With the success coach and talisman gone, Perez had a chance to rebuild. Here, the Madrid potentate had two options: bring in a new horde of superstars and replace the likes of Luka Modric and Toni Kroos or count on Madrid’s youngsters, spearheaded by the more established Isco, to fill the void left by Ronaldo. In a way, Perez has done neither.

Plenty of Madrid stalwarts have regressed, or at least underwhelmed this season. It was in evidence once more against Roma. Madrid were ordinary at best. Karim Benzema has become the non-scoring striker, almost similar to Oliver Giroud. In his last two seasons for Madrid, Benzema never managed double figures. In Rome, he was invisible. Luka Modric is still drained from the World Cup when he led Croatia, at times seemingly on just one leg, to the final. Gareth Bale is also walking a tightrope in Madrid. Shortly after the break, he scored the team’s opening goal in the Italian capital, but his contribution remained limited.

The injuries haven’t helped either. Without Casemiro, Real Madrid have lost their balance. It is almost uncommon for defensive midfielders to exert an all-encompassing influence over a team, but Casemiro does just that. Just ask, Brazil. They fell apart against Belgium as Fernandinho drowned in the midfield. Casemiro would well have halted Romelu Lukaku on his rampaging run for Belgium’s second goal. Against Roma, Llorente, the great nephew of Paco Gento, deputised for the Brazilian. He screened Madrid’s defence with moderate success against Roma as the visitors often deployed a 4-1-4-1 out of possession. At the end of the first half, Cengiz Under contrived to somehow tap the ball over the bar from just a few yards out with the goalmouth largely open.

Coach Santiago Solari was fortuitous that Rome, a team in a crisis of their own with Di Francesco’s future in doubt, posed little resistance. At the weekend the 3-0 defeat at Eibar had plunged Madrid into a mini-crisis and ended the honeymoon weeks of Solari, who succeeded the tarnished Julen Lopetegui. The latter’s blueprint of football required Modric to be in form and the team to be more structured, but his vision never came to fruition.

The Eibar humiliation had been a procession: across the entire pitch, Madrid’s failings were exposed.
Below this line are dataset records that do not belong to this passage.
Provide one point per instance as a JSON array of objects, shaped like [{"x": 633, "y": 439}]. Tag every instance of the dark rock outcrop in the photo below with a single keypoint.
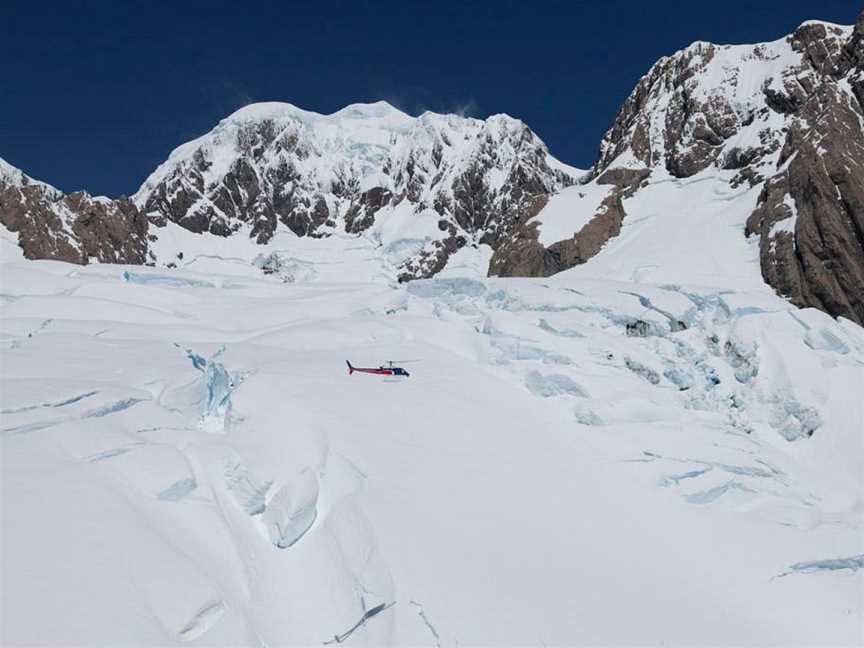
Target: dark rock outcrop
[
  {"x": 75, "y": 228},
  {"x": 810, "y": 215}
]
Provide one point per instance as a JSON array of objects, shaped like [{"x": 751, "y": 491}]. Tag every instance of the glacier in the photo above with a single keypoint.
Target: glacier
[{"x": 186, "y": 460}]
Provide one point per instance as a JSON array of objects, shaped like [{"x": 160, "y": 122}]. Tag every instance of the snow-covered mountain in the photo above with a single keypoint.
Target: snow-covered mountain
[
  {"x": 651, "y": 447},
  {"x": 428, "y": 185},
  {"x": 717, "y": 142},
  {"x": 727, "y": 165}
]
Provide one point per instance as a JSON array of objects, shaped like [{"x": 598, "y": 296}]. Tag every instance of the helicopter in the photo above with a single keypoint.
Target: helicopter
[{"x": 387, "y": 369}]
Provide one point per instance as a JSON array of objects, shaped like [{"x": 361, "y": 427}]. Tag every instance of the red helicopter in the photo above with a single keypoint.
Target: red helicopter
[{"x": 388, "y": 370}]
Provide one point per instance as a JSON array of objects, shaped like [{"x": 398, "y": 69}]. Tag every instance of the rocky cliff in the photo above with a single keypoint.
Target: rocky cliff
[
  {"x": 74, "y": 227},
  {"x": 772, "y": 133},
  {"x": 784, "y": 117}
]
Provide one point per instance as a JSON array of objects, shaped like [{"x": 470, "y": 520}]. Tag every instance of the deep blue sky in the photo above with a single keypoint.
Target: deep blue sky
[{"x": 96, "y": 94}]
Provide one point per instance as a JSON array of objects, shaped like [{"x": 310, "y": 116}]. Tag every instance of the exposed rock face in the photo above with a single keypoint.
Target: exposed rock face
[
  {"x": 810, "y": 216},
  {"x": 522, "y": 255},
  {"x": 785, "y": 116},
  {"x": 76, "y": 227},
  {"x": 452, "y": 180}
]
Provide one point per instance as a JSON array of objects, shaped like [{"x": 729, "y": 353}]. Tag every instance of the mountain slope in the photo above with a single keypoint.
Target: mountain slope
[
  {"x": 768, "y": 137},
  {"x": 430, "y": 184},
  {"x": 76, "y": 227}
]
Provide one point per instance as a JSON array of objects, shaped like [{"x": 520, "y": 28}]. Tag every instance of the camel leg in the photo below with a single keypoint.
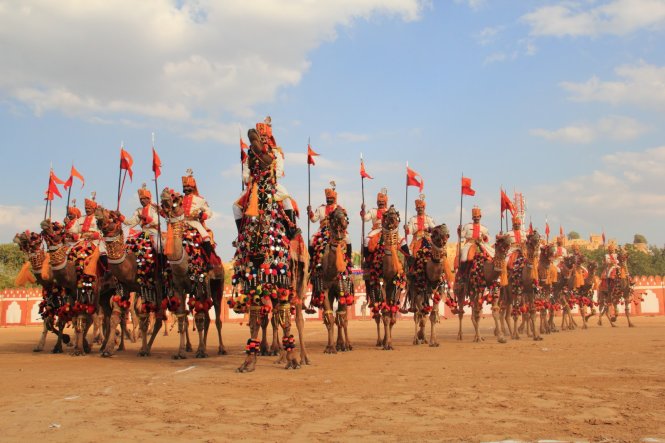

The defence, midfield and attack all malfunctioned. They displayed more solidity against Di Fransesco’s team, but that in itself was not much of a feat. Roma’s leading goalscorer in Europe Edin Dzeko didn’t play due to injury and his replacement Patrik Schick weighed too little on the central pairing of Raphael Varane and Sergio Ramos.

The 2-0 win – Vazquez added a second in the 59th minute – steered Madrid away from a crisis. In reality, they still have all to play for, in both La Liga and in Europe. Come February and the business end of the Champions League, Madrid’s credentials will really be tested.